The Plexus Mime Theatre, which gave the first of two performances at the Publick Playhouse last night, consists of two men and a woman -- Robert Morse, Joe Mori and Jyl Hewston -- who are, all three, appealing personalities of multiple skills. From the start, they make you want to like them -- they reach out to the audience and invite their complicity -- sometimes even their participation--in the evening's make-believe.

They are, moreover, ambitious in their reach. As last night's program of five contrasting sketches demonstrated, they propose to stretch mime beyond any of its traditional frameworks (this has been the thrust of the new wave of worldwide mime for the past decade or so) and concoct original, unconventional forms. In so doing, they draw upon many venerable sources of popular entertainment: vaudeville (slapstick, sight gags); the circus (clowning, juggling); commedia dell'arte (masks, stock character types); acrobatics (balancing feats, tumbling); and a plethora of other modes.

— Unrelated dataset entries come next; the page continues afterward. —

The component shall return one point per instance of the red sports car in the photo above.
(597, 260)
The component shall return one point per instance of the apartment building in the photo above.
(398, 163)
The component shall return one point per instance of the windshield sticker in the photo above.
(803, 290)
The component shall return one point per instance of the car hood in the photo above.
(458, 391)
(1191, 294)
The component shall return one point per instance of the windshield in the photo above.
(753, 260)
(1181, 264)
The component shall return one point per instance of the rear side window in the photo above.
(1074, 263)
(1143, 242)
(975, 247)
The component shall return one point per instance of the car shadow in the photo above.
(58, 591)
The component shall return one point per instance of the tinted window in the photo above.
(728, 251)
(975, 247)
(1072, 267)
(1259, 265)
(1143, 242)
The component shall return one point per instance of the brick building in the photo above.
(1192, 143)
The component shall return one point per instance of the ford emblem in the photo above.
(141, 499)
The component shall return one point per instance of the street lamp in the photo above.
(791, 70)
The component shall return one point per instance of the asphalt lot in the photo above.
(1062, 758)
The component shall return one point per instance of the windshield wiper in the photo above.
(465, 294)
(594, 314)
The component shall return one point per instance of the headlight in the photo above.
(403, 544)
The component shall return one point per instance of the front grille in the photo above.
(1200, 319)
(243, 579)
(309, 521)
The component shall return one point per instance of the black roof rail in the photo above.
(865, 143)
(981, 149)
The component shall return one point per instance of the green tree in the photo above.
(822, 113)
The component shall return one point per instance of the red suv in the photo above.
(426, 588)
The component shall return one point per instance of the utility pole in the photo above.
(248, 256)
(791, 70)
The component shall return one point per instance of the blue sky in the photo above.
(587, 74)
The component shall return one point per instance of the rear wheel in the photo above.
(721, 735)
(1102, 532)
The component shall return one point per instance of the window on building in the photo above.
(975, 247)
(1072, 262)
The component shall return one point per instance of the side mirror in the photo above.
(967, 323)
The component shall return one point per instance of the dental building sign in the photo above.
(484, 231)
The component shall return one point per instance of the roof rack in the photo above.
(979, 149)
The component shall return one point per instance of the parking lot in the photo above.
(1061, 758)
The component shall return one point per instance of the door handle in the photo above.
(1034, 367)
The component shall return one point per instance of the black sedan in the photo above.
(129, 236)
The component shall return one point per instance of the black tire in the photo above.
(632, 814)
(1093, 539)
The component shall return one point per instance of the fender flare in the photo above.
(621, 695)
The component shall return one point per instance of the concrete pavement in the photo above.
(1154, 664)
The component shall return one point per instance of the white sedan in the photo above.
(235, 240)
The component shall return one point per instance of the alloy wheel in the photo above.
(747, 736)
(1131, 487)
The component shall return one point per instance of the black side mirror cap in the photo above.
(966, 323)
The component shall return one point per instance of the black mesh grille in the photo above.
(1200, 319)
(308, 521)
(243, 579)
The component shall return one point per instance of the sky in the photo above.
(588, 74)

Despite the seductiveness of the concept, the ideas -- on this occasion at least -- never quite seemed equaled by their realization. I hasten to add that this was my first encounter with the troupe, and it would be rash to generalize on this basis. For one thing, the sort of escalating excitement that can be generated when there's sufficient feedback between performers and spectators just didn't happen last night; the audience wasn't tiny, but neither was it large, and the responses didn't build. For another, the trio does many things well, but few things spectacularly so, and there are individual disparities -- Morse seemed the only one who could easily hold the stage on his own.

The most inventive piece -- spotty, but hilarious in its best moments -- was "The Kurlytov Family Cirkus," in which the three present themselves, speaking a droll pidgin-Russian, as an itinerant, borderline incompetent band of bumblers whose routines all follow Murphy's Law: Everything that can go wrong, does.